Throughout previous years, several studies have been designed to study the effect of different doses of different ginger forms (fresh, dry, extract, capsules) on platelet aggregation profile. Although most of them have made the suspect true, still others possess controversial results. In view of what literature has offered, it is most probable that ginger anti-platelet effect could be dose dependent, form dependent, and probably population or individual dependent as postulated by Helgason et al. in 1993 in their analysis of aspirin and warfarin platelet aggregation effect.

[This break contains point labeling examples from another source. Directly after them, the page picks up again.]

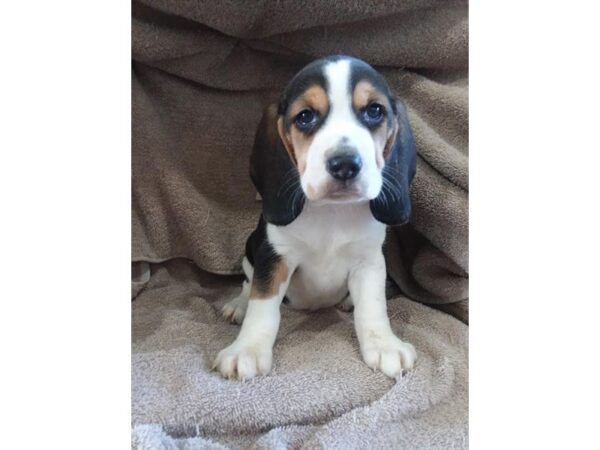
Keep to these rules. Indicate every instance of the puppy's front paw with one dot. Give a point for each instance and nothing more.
(244, 361)
(235, 310)
(388, 354)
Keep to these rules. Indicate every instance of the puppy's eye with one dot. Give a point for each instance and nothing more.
(373, 114)
(306, 118)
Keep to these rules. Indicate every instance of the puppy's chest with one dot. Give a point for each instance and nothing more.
(324, 246)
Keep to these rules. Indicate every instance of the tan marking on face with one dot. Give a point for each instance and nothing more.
(278, 277)
(314, 98)
(364, 94)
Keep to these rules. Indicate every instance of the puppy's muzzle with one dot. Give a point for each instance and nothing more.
(344, 164)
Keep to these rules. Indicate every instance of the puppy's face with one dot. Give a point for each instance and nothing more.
(337, 120)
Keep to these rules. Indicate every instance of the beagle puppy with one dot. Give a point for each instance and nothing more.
(333, 163)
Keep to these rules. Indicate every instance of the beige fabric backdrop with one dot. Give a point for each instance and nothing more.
(202, 73)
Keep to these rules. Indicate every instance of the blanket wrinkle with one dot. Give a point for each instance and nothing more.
(312, 396)
(202, 74)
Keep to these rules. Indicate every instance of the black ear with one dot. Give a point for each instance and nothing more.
(274, 173)
(392, 206)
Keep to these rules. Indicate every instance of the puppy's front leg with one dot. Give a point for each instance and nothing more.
(251, 352)
(379, 346)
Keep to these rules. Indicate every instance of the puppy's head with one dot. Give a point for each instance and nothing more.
(338, 135)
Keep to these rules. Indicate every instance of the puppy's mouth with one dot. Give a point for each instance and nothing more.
(339, 192)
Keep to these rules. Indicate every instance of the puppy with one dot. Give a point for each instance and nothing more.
(333, 163)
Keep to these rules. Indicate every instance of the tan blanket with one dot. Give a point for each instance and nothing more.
(202, 73)
(320, 394)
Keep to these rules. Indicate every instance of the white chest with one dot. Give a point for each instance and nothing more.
(323, 245)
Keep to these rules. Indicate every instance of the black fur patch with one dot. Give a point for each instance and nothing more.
(262, 256)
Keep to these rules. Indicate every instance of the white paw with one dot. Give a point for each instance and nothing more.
(235, 310)
(388, 354)
(244, 361)
(346, 305)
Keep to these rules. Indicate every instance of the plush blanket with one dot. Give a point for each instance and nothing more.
(202, 73)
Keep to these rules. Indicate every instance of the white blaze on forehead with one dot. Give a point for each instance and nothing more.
(341, 123)
(338, 79)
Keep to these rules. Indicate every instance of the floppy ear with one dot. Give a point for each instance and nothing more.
(274, 173)
(392, 206)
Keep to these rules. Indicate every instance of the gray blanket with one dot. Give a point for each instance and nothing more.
(320, 394)
(202, 73)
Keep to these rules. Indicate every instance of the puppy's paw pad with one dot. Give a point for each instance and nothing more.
(390, 355)
(243, 362)
(235, 310)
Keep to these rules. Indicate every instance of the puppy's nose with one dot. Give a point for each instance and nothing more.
(344, 166)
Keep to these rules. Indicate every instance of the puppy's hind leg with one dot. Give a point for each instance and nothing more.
(235, 310)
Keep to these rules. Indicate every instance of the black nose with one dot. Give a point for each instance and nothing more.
(344, 166)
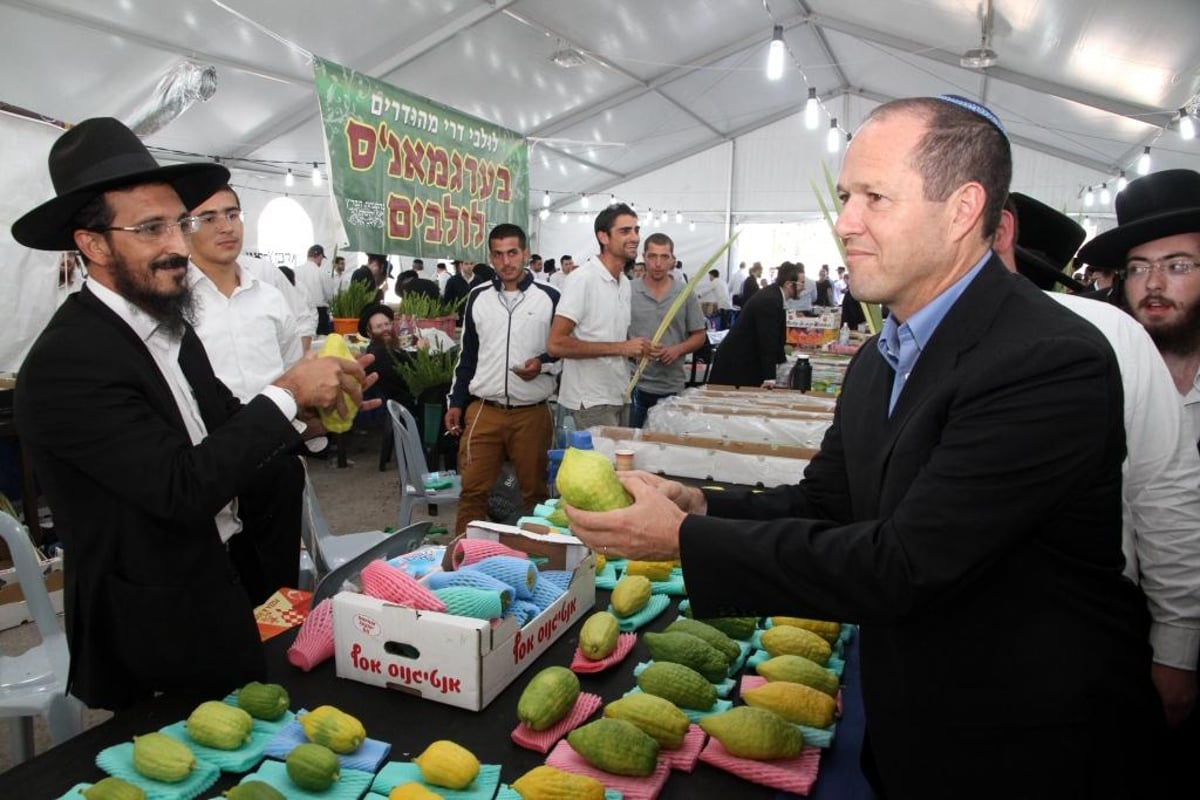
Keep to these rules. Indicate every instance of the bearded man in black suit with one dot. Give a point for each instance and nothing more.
(160, 480)
(965, 506)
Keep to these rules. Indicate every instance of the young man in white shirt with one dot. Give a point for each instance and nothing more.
(247, 329)
(503, 379)
(591, 330)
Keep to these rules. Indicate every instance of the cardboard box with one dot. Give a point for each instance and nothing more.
(705, 458)
(456, 660)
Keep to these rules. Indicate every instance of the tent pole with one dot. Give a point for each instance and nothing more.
(729, 208)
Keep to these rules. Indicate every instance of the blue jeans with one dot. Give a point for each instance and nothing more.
(640, 404)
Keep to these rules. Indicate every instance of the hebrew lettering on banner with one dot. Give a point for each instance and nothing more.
(415, 178)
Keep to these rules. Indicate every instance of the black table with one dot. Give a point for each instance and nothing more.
(411, 723)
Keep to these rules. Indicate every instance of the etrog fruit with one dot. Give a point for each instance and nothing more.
(587, 481)
(331, 419)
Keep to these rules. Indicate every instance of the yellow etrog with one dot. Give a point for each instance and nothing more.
(335, 422)
(587, 481)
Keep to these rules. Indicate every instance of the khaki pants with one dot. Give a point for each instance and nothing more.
(492, 435)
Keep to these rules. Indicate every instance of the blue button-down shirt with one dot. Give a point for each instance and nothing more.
(901, 343)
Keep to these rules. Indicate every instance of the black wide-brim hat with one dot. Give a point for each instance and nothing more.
(94, 157)
(1045, 241)
(1155, 206)
(371, 311)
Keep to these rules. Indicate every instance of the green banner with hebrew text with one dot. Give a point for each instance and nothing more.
(415, 178)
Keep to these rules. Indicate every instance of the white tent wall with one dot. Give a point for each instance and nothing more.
(773, 172)
(696, 187)
(29, 276)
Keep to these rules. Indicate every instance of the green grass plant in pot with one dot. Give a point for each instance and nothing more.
(348, 304)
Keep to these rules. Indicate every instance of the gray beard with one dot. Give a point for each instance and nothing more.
(1181, 338)
(172, 312)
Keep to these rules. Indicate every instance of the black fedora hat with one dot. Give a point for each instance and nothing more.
(371, 311)
(1045, 241)
(96, 156)
(1155, 206)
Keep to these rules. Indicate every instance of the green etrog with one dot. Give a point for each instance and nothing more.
(587, 481)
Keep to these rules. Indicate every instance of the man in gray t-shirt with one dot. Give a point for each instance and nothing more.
(652, 298)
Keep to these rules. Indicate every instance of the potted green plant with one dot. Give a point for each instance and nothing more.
(429, 376)
(348, 304)
(431, 313)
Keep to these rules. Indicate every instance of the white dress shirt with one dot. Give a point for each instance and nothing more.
(298, 301)
(165, 350)
(251, 336)
(599, 305)
(1161, 487)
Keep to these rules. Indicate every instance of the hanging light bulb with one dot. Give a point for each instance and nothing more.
(1144, 162)
(1187, 126)
(833, 139)
(775, 55)
(811, 110)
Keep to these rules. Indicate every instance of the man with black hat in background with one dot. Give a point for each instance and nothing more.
(1156, 252)
(965, 500)
(1156, 247)
(139, 450)
(1161, 488)
(317, 286)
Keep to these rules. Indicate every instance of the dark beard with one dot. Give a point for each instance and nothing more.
(173, 312)
(1182, 337)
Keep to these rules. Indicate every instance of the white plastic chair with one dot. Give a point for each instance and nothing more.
(402, 541)
(325, 549)
(35, 683)
(411, 462)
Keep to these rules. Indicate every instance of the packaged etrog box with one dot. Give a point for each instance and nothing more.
(457, 660)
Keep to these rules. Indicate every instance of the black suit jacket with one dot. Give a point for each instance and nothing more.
(153, 601)
(976, 536)
(749, 353)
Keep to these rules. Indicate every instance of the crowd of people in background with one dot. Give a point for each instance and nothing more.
(1011, 474)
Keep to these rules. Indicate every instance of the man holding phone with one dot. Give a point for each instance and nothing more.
(504, 377)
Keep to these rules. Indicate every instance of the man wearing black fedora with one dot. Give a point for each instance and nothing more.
(1161, 486)
(1156, 251)
(1156, 247)
(141, 451)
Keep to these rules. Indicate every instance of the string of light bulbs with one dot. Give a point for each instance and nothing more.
(778, 52)
(316, 175)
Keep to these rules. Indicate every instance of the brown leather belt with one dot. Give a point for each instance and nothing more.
(509, 407)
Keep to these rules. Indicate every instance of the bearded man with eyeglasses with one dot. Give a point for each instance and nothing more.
(1156, 251)
(143, 455)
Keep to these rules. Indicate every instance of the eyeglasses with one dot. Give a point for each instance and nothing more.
(1173, 266)
(210, 217)
(156, 229)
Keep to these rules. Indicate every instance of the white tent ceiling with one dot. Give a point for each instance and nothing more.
(1083, 85)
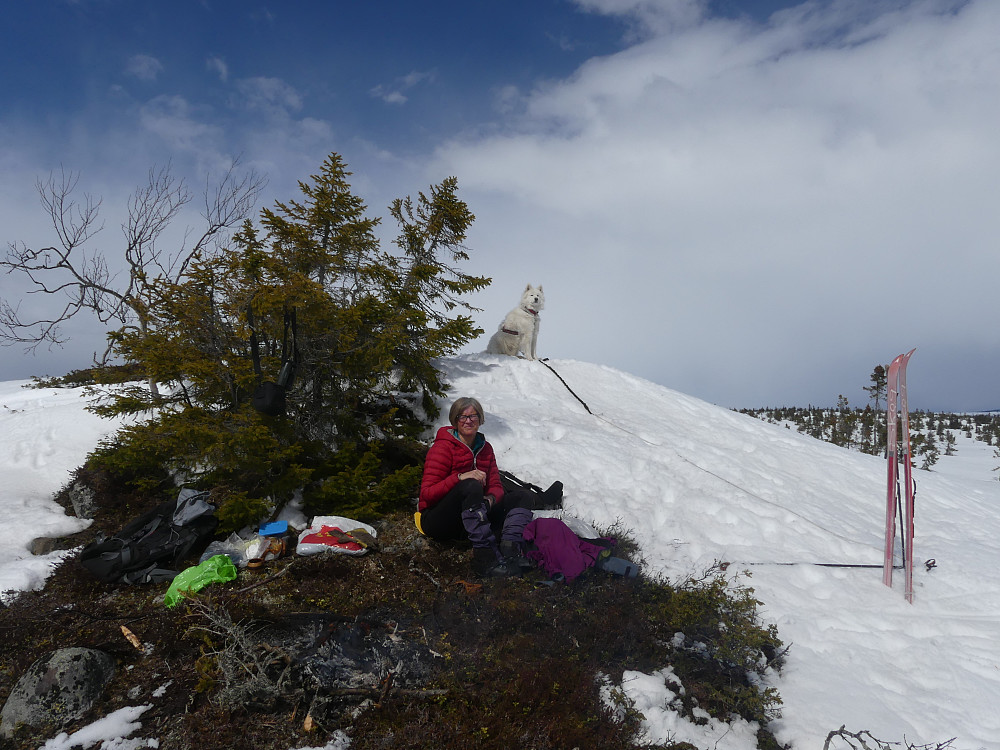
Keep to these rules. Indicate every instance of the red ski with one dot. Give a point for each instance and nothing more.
(907, 519)
(896, 382)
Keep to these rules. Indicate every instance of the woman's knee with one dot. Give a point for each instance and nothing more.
(470, 492)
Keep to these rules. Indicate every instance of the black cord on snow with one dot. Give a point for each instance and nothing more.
(744, 490)
(552, 369)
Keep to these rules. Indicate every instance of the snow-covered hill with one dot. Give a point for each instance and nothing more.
(699, 484)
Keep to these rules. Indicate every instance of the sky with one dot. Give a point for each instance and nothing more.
(752, 202)
(696, 484)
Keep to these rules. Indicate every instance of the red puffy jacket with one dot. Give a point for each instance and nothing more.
(447, 458)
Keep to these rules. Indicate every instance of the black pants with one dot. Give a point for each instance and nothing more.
(443, 521)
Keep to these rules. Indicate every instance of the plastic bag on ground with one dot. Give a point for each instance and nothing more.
(336, 534)
(218, 569)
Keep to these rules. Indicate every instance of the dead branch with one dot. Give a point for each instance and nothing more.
(863, 737)
(119, 288)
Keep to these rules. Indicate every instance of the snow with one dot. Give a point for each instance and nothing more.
(696, 484)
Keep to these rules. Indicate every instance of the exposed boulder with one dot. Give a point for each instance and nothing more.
(57, 689)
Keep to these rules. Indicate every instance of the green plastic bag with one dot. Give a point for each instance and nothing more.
(218, 569)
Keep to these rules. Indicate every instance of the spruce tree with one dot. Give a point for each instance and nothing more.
(368, 327)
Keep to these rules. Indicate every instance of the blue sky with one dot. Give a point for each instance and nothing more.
(751, 202)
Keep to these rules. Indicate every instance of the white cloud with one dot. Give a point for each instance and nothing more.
(218, 66)
(736, 190)
(144, 67)
(394, 93)
(175, 121)
(270, 95)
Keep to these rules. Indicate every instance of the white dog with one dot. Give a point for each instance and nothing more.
(519, 330)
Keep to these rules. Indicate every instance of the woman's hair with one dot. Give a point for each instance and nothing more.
(460, 405)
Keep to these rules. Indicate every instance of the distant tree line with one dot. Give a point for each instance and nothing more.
(932, 434)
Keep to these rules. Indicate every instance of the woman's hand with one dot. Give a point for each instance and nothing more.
(476, 474)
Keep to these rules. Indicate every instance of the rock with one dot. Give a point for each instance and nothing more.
(57, 689)
(83, 498)
(43, 545)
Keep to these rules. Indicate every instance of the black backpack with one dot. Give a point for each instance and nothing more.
(539, 499)
(149, 547)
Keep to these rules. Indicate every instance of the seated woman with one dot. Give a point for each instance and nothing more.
(461, 495)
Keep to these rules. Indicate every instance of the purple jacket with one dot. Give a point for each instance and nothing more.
(559, 549)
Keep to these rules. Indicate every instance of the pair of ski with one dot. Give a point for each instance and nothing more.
(896, 453)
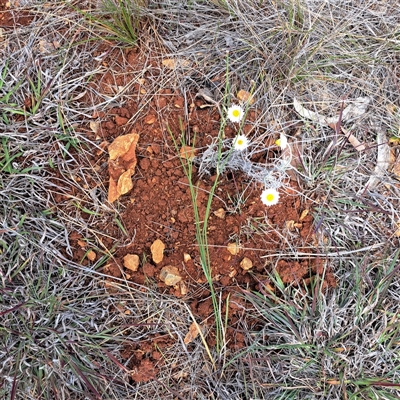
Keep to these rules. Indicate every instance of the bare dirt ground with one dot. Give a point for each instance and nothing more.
(283, 274)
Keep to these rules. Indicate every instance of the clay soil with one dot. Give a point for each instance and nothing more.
(160, 207)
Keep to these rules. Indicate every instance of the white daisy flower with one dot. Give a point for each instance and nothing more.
(282, 141)
(240, 143)
(270, 197)
(235, 113)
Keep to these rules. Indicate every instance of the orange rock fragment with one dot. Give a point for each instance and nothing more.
(121, 165)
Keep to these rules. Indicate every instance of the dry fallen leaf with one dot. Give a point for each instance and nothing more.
(157, 251)
(187, 152)
(94, 126)
(173, 63)
(131, 262)
(233, 248)
(246, 264)
(121, 165)
(194, 330)
(356, 108)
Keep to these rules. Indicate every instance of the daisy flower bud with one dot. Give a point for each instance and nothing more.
(240, 143)
(235, 113)
(270, 197)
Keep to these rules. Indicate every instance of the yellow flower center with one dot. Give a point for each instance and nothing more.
(236, 113)
(270, 197)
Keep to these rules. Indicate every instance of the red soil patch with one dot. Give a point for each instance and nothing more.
(160, 207)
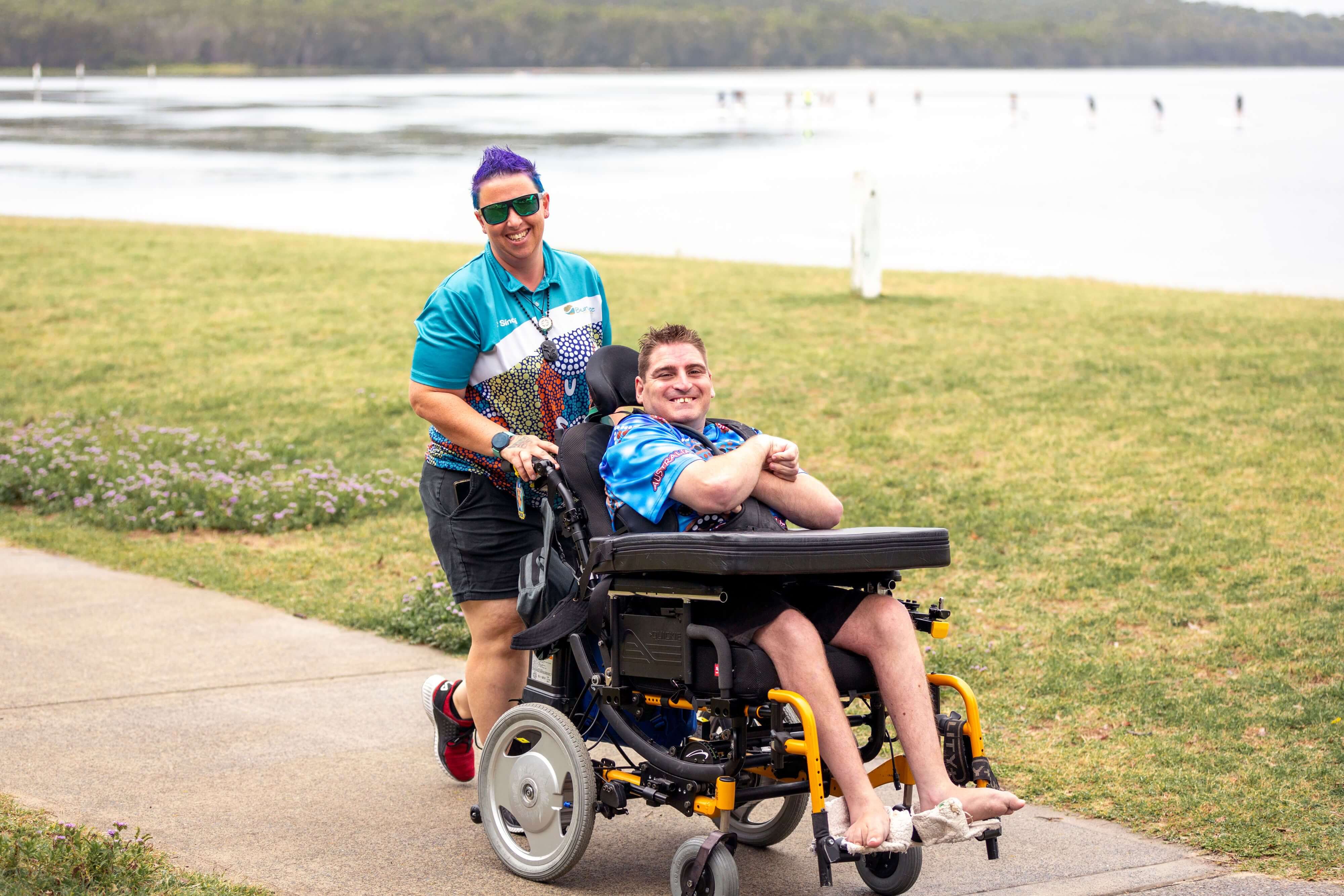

Previous studies might have also employed old, non-reliable techniques in studying platelet aggregation profiles. As for the Saudi population, consumption of powdered ginger dissolved in hot water is a common practice. Accordingly, in this study, it is tempting to speculate the effect of this form of ginger consumption, given in separate time points per day, on platelet aggregation profile by using platelet aggregation analogues. If positive results were obtained, the herb could provide natural protection against the development of platelet aggregation complications and could be a potential alternative to aspirin, used for improving blood circulation and hematological pathophysiologies in diseased individuals.